Liquid crystals could slash cost of X-rays

A low-cost way of recording X-ray images electronically could mean cheap medical imaging for hospitals in the developing world (Image: Alix/Phanie/Rex Features)

A LOW-COST way of recording X-ray images electronically could make digital X-rays scanners affordable in the developing world. The method can produce high-resolution digital X-rays for one-tenth of the usual cost.

Digital X-ray machines are prized because the images they produce are simple to analyse, manipulate and store. Most of them work by using a layer of amorphous selenium to convert the X-rays into electric charge. This "charge image" is then recorded using an array of transistors and other electronic components, akin to those used in some digital cameras.

However, the machines are expensive because these arrays have to be large: X-rays cannot be easily focused, so X-ray machines work by recording the shadow of an object rather than a focused image. That means the recording medium, be it an electronic imager or conventional X-ray film, must be at least the same size as the object being scanned.
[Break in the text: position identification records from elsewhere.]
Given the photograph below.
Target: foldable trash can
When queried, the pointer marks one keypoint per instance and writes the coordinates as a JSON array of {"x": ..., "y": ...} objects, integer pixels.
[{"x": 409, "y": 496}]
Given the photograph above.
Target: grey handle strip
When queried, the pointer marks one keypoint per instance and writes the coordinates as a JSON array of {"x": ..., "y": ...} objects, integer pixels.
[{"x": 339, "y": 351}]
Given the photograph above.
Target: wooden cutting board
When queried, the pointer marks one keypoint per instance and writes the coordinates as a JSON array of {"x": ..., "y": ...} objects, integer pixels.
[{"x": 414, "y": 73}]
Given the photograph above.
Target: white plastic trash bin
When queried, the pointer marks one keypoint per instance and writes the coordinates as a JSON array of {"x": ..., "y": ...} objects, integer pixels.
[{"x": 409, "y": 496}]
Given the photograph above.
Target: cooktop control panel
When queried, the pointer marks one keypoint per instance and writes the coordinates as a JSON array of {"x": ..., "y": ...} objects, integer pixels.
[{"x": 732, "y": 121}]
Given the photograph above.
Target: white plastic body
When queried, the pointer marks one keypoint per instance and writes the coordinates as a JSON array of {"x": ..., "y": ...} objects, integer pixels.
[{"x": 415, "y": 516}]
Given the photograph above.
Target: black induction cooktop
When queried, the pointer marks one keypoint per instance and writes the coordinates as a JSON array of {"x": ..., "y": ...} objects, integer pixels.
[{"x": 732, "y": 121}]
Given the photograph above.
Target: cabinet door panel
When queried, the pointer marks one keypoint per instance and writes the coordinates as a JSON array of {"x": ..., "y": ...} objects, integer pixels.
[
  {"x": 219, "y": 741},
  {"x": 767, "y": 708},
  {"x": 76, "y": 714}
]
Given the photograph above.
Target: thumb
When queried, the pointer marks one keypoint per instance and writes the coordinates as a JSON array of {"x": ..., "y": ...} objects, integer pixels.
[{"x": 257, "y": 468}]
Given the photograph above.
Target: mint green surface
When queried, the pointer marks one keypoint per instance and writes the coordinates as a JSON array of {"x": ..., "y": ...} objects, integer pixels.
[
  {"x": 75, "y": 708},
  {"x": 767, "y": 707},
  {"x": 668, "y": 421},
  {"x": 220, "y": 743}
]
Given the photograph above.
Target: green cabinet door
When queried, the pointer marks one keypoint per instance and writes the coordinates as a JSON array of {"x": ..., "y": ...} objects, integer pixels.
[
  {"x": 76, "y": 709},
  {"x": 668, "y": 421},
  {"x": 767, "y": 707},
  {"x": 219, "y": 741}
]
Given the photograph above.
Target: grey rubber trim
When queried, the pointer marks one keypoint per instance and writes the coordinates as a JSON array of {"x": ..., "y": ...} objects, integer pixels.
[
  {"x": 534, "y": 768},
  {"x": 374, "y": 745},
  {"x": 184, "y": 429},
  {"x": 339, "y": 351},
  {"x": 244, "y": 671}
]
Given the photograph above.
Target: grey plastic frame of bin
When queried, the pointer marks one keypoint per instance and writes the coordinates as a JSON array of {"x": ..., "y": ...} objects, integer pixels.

Digitally imaging a human lung, for example, requires an array up to 40 centimetres square with 10 million pixels, which costs as much as $200,000. This puts them well out of reach of most hospitals in the developing world.

A new device developed by John Rowlands and colleagues at the University of Toronto in Ontario, Canada, could slash the cost of high-resolution digital X-rays. This low-cost alternative, which Rowlands calls the "X-ray light valve" consists of a layer of liquid crystal - which is opaque or transparent depending on whether an electric charge is present - covered with a layer of amorphous selenium. These layers are sandwiched between a pair of electrodes which generate an electric field across them.

When an X-ray is taken, the rays that hit the selenium layer generate a charge which is drawn towards the liquid crystal by the electric field. This makes the liquid crystal transparent at those locations. The overall pattern of transparency and opacity can be read off the liquid crystal layer using a light-based digital scanner (see diagram) and presented as a digital image. "We used an off-the-shelf light scanner and the X-ray images looked beautiful," says Rowlands.

After recording the image, the liquid crystal is reset by an electric field that restores its opacity.

Robert Street, an X-ray imaging expert at the Palo Alto Research Center in California, is intrigued. He reckons the X-ray light valve should be relatively cheap to fabricate.

Richard Lanza, an expert in X-ray imaging technology at the Massachusetts Institute of Technology, says the idea is significant because it separates the read-out system from the X-ray mechanism. "Two-thirds of the people in the world will never have a chest X-ray to diagnose a life-threatening illness such as tuberculosis," he says, so cutting the cost of digital X-ray machines in this way could make a big difference.